Based on the results of this work, we identified a model with 15 topics as a good fit, but we also concluded that we should re-run the model on a corpus from where more stopwords are excluded. We will proceed in this way in the next entry of this series, where we will give some more depth to our analysis. In particular, we will include further variables to the analysis, explore the use of topical content co-variates, and focus more on topic correlations.
References and helpful resources
A good idea is to read in detail the package vignette, where some of the functions used here are presented in more detail. The theoretical aspects of the model are explained in more detail in Roberts et al., “A model of text for experimentation in the social sciences”, 2016. The website of the authors of the model and the package offers an extensive repository of resources, including supporting packages for analysis and visualization, as well as a list of scientific articles adopting stm.
Julia Silge has authored two interesting posts (one and two) where stm is used adopting tidy data principles.
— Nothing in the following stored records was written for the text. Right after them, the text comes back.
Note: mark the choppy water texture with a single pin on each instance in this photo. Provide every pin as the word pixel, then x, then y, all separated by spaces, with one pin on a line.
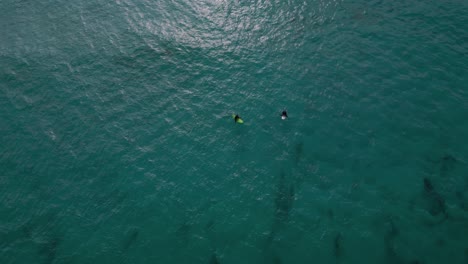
pixel 117 143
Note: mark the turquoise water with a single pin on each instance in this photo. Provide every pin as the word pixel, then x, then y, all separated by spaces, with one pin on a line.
pixel 117 143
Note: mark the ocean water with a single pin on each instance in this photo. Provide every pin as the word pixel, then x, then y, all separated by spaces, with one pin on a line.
pixel 117 143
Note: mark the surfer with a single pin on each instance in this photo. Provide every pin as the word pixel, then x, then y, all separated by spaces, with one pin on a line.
pixel 284 115
pixel 237 118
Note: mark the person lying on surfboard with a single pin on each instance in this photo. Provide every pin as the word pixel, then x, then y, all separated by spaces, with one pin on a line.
pixel 236 118
pixel 284 115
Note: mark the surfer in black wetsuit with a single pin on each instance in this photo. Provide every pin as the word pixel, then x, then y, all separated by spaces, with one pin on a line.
pixel 237 117
pixel 284 115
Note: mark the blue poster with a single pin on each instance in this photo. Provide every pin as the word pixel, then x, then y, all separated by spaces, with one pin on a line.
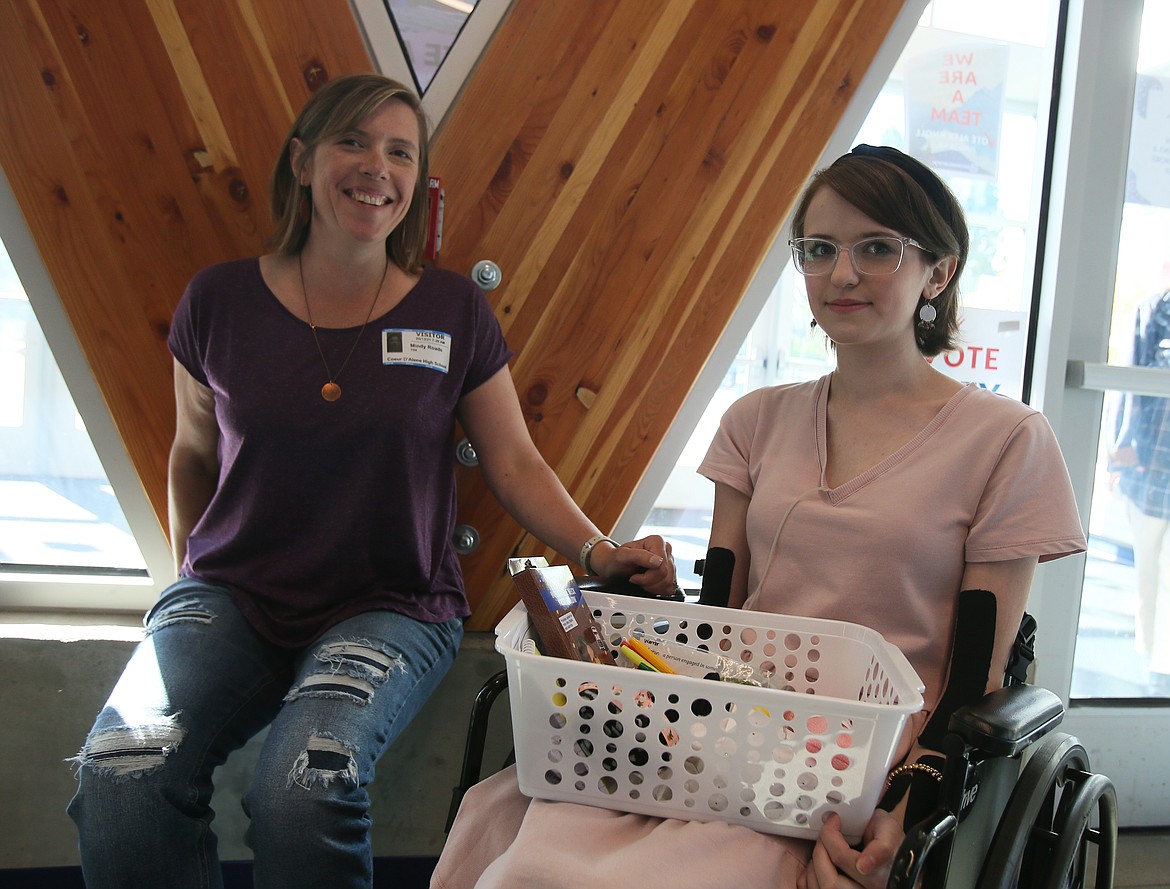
pixel 1148 180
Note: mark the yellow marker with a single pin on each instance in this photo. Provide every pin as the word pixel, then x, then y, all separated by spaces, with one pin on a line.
pixel 635 659
pixel 649 656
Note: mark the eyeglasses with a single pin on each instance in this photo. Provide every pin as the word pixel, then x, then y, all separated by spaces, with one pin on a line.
pixel 816 256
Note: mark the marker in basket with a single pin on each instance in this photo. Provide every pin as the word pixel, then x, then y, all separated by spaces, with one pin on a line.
pixel 649 656
pixel 635 659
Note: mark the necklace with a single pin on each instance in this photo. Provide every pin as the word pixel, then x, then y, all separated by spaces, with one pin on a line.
pixel 331 391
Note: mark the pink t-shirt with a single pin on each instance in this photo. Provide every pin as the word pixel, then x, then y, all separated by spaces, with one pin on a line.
pixel 984 481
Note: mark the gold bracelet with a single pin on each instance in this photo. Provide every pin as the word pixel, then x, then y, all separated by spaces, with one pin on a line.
pixel 914 767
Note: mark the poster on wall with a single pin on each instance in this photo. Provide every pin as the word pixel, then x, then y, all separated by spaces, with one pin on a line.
pixel 990 353
pixel 955 108
pixel 1148 179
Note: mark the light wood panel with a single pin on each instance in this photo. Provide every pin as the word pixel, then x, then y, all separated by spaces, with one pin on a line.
pixel 627 164
pixel 634 165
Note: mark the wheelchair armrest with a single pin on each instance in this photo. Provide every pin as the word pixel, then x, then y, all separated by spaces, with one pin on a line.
pixel 1006 721
pixel 623 587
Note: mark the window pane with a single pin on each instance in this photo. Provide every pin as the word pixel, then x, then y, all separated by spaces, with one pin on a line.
pixel 57 511
pixel 965 97
pixel 1123 634
pixel 427 29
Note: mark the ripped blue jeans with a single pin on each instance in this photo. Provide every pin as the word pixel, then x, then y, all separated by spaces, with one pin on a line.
pixel 195 689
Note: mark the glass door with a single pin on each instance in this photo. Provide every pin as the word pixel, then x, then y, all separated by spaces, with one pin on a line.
pixel 1108 286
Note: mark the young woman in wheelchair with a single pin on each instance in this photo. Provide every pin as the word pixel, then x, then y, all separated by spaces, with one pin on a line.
pixel 874 495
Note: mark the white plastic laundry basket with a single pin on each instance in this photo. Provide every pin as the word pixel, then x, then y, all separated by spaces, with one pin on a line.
pixel 777 759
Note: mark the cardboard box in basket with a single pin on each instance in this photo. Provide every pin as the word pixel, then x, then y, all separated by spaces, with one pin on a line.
pixel 776 759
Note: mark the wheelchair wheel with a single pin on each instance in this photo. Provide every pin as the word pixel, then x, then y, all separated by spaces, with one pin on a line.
pixel 1044 836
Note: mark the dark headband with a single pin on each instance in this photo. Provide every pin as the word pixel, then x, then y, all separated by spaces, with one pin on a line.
pixel 922 174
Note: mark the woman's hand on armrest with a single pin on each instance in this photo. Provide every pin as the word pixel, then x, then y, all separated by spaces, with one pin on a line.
pixel 646 562
pixel 835 863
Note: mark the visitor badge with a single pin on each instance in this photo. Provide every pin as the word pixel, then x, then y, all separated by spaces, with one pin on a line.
pixel 420 347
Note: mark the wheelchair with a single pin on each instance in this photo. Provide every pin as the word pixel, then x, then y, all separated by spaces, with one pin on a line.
pixel 1017 806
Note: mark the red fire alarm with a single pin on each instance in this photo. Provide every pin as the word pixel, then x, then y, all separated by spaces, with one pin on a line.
pixel 434 226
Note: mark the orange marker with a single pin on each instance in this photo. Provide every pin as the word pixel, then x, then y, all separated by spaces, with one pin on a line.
pixel 649 656
pixel 635 659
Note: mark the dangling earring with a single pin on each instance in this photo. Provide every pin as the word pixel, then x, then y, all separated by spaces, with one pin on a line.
pixel 927 315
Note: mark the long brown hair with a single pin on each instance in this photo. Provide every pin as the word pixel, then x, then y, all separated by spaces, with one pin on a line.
pixel 903 194
pixel 341 105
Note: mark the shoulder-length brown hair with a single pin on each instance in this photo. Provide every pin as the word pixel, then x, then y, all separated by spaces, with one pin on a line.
pixel 336 108
pixel 903 194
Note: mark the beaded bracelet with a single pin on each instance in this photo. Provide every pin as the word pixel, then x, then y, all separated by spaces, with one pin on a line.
pixel 908 767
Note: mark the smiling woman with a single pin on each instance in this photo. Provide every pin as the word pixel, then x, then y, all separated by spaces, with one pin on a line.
pixel 311 510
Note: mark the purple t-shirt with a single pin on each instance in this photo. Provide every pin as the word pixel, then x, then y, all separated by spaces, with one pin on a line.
pixel 324 510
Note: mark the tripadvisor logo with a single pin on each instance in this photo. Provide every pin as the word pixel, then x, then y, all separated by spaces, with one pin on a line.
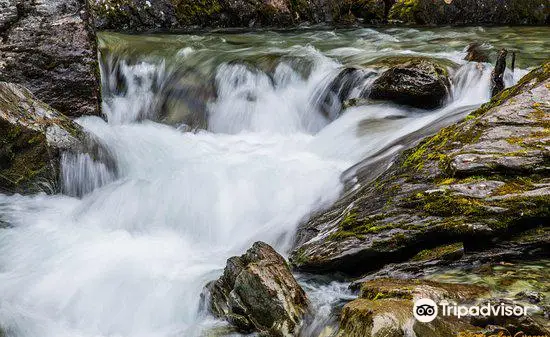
pixel 426 310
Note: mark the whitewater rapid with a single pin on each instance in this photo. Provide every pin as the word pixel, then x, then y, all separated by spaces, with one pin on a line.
pixel 130 257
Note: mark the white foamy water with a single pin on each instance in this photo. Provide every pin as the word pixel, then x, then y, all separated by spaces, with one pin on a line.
pixel 131 256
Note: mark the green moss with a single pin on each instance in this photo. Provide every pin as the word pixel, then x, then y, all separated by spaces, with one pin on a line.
pixel 435 148
pixel 195 12
pixel 438 252
pixel 405 10
pixel 515 186
pixel 534 77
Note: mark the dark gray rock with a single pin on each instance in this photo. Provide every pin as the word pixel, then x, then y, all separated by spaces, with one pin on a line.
pixel 257 292
pixel 136 15
pixel 32 139
pixel 481 182
pixel 477 52
pixel 418 83
pixel 49 47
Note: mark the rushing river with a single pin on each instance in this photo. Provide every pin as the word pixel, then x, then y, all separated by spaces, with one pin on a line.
pixel 127 249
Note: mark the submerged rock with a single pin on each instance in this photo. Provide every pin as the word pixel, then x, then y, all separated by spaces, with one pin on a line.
pixel 32 139
pixel 50 48
pixel 348 87
pixel 385 308
pixel 510 12
pixel 481 182
pixel 257 292
pixel 477 52
pixel 417 83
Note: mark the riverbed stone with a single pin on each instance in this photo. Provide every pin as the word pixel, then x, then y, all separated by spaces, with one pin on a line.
pixel 460 185
pixel 417 83
pixel 385 308
pixel 257 293
pixel 32 138
pixel 50 48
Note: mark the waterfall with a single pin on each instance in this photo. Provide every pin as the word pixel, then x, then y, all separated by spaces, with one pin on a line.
pixel 211 155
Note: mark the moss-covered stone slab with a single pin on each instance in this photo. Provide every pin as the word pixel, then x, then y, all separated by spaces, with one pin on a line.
pixel 460 12
pixel 257 293
pixel 478 182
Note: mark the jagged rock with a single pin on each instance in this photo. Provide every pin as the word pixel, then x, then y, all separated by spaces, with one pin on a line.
pixel 32 138
pixel 497 77
pixel 49 47
pixel 368 11
pixel 257 292
pixel 384 308
pixel 142 15
pixel 135 15
pixel 477 52
pixel 336 96
pixel 514 324
pixel 533 297
pixel 418 83
pixel 503 12
pixel 480 182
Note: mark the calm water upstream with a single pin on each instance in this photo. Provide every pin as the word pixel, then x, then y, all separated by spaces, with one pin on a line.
pixel 219 140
The procedure below has been used by Julia Silge to obtain the distribution of document probabilities per each topic, in fashion similar to plot.STM with “hist” as argument. It might be helpful if using a tidy data approach, or wants to have a higher degree of control on the visualization.
ggplot(td_theta, aes(gamma, fill = as.factor(topic))) + geom_histogram(alpha = 0.8, show.legend = FALSE) + facet_wrap(~ topic, ncol = 3) + labs(title = "Distribution of document probabilities for each topic", y = "Number of documents", x = expression(theta))